Груня рассмеялась и мазнула ладошкой мне по затылку.

– Ага, напечатал, – сказал я с приколом.

– Откуда тогда?

– Нашёл! Нашёл, вот и всё.

– Так я и поверила!

– Не верь, дело твоё, только я не вру. В некотором роде… нашёл.

– Ладно, не объясняй, пусть будет, как ты говоришь, – сказала Груня, и мы отправились в ближайший универсальный магазин.

В обувном отделе она примерила красивые туфельки – самые дорогие.

– Насчёт цены не беспокойся, – сказал я, заметив её взгляд, брошенный на ярлычок. – Бери всё, что только понравится.

– Ладно. А не пожалеешь?

– О деньгах? Нет, нисколечко.

Мы пошли по этажам и купили для неё платье, плащ, демисезонное пальто, зимние сапожки, спортивные тапочки и много что ещё. Даже кокетливую шляпку взяли – такие головные уборы, по нашему провинциальному разумению, были по карману только особо богатым дамам.

– Как же я буду с тобой расплачиваться за всю эту роскошь? – спросила Груня, когда мы вышли из магазина с полными пакетами покупок. – Если думаешь, что натурой, то ошибаешься – можешь забрать свои шмотки и девать, куда хочешь.

– Ничего я не думаю, – ответил я, чувствуя, как по лицу разливается горячая краска стыда. – Расплатишься потом. Деньгами. Или какой-нибудь услугой.

– Потом – это когда?

– Да всё равно когда. Пусть через год или два. Или когда вырастешь.

– Значит, с расплатой можно не спешить. А что за услугу имеешь в виду?

– Не знаю. Там видно будет. Но в любом случае не продажную. Лучше скажи, как дома объяснишь, что у тебя столько барахла появилось? На какие шиши!

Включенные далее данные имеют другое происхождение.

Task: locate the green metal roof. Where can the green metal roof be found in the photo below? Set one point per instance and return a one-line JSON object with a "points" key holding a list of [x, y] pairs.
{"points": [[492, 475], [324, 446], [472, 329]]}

– Ой, я как-то не подумала об этом.

– Вот и я не подумал.

– Всё элементарно! – с восторженной улыбкой воскликнула Груня немного погодя. – Скажу, что нашла клад. Ещё лучше – что нашла бумажник с деньгами! Нет, не бумажник, а целлофановый пакет! И получится, будто денежки нашёл не ты, а я. И никому ничего объяснять больше не придётся. Ну что, по домам?

– Погоди, давай ещё зайдём в пошивочную мастерскую. Пусть тебе подгонят кое-что из купленной одежды. Мне кажется, пальто надо немного приталить.